Cette histoire aurait pu être la banale histoire d’un groupe de jeunes aspirant à vivre de sa musique, mais c’est au final plus que ça. D’abord parce que dans le récit, un certain niveau de rêve est atteint lorsque Jia se voit proposer d’intégrer la formation Fresh Oxygen. Ensuite, parce que Reload, en plus d’être une simple histoire, est un clin d’œil, un hommage, à un ami de l’auteur, Gao Jin, un musicien qui a largement inspiré cette bande dessinée.

Derrière sa belle couverture à rabats et son logo de titre dont certaines des lettres ressemblent à des notes de musique, cette BD Reload nous fait découvrir un énorme travail graphique, comparable, dans le style, à celui de Benjamin mais laissant toutefois plus la place aux rendus manuels. Ingénieux mélanges de photos, de dessins, de saturations de couleurs et d’effets spéciaux, mise en page calculée, aussi, comme avec ces pleines-pages traduisant en images ce qu’entend une oreille qui écoute de la musique ou comme ces visuels sur lesquels il faut s’attarder pour en discerner les différentes composantes imbriquées… Très moderne, très "informatisé", cet album est à l’image de la jeune Chine qui veut percer.

Au niveau de l’histoire, on a surtout affaire au trio Jia / Meng / Minette même si d’autres personnages secondaires entrent en jeu. Aux dires de l’auteur, Minette serait le personnage principal. Il apparaît pourtant que c’est plutôt Jia qui tient la vedette. A travers ces trois-là, on a en tout cas une certaine vision d’une frange de la jeune société chinoise : ces jeunes sont en recherche de boulot mais se payent toutefois le luxe de parier sur un avenir meilleur en s’attachant à leurs rêves… Ce qui immanquablement fait basculer la narration dans la philosophie, très présente dans l’ambiance, dans les questions posées mais aussi dans les pages introduisant les différents chapitres. (Cet aspect philosophique cite notamment Freud, mais il n’est pas le seul européen à qui est fait un clin d’œil… Ainsi, on reconnaîtra par exemple en page 22 une nette référence au "Cri" du peintre Munch)

Enfin, à propos de cri, à côté de celui qu’a poussé Jia et qui l’a propulsé au sommet, il y a une interrogation très importante dans cette histoire lorsque le jeune homme quitte la scène. Bien qu’il ait atteint son objectif, il semble ne pas s’en satisfaire, à la stupéfaction de son public à qui il passe le relais. L’Homme est-il un éternel insatiable, ce qui serait négatif, ou au contraire l’amitié triomphe-t-elle et voit redescendre Jia auprès de ses amies ? A méditer…
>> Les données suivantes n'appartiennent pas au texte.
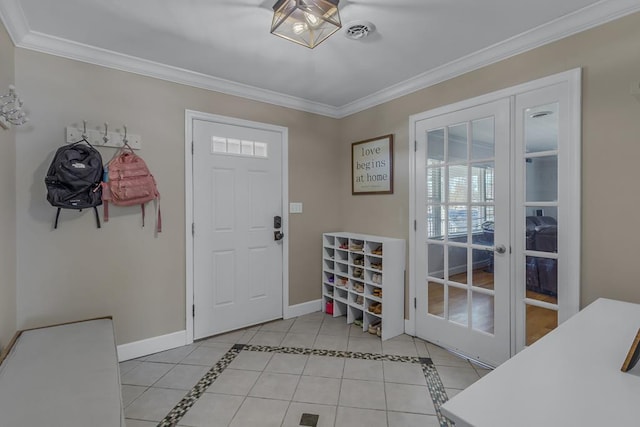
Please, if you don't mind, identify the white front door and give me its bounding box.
[193,120,283,339]
[415,99,510,366]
Cette histoire se basant sur des personnes et des expériences réelles, on a parfois l’impression en regardant évoluer les protagonistes que le dessinateur Sang Yong leur fait vivre ce qui lui-même vit. Ainsi, au sujet de cet enfermement que peuvent s’imposer manhuagas et artistes en studio, on observe que Jia, Meng et Minette apprécient fortement les rares sorties qu’ils s’accordent, leur liberté, en en parlant comme de grands bols d’air… alors qu’ils sont dans Pékin !

Côté bonus, les éditions Xiao Pan gâtent le lecteur ! On évoquera avant tout le CD inséré dans le livre, comprenant deux titres assez sirupeux mais qui offrent l’occasion d’écouter chanter en chinois – sur la seconde plage avec une petite variation sur le thème de La lettre à Elise, même ! Et on ne pourra pas passer à côté du généreux cahier supplémentaire en fin d’ouvrage, avec une très précise biographie de l’auteur, des illustrations et des images de la BD commentées. On apprendra d’ailleurs dans ces bonus que cet ouvrage Reload serait en réalité le tome suivant cette autre BD de Song Yang appelée Matous et pingouins. Ceci dit, Reload se lit sans problème comme un one-shot. C’est du reste ainsi qu’il est présenté par l’éditeur français.

Enfin l’objet-livre en lui-même est d’excellente qualité. Un beau papier glacé comme support à cette œuvre très visuelle était tout indiqué…

Au final, Reload est une expérience à faire, visuelle et auditive, que notre méconnaissance encore grande de la BD chinoise nous pousse à étudier dans ses moindres détails ; jusqu’à ce qu’on y trouve forcément des choses qu’on a appréciées et qu’il nous sera agréable de retrouver.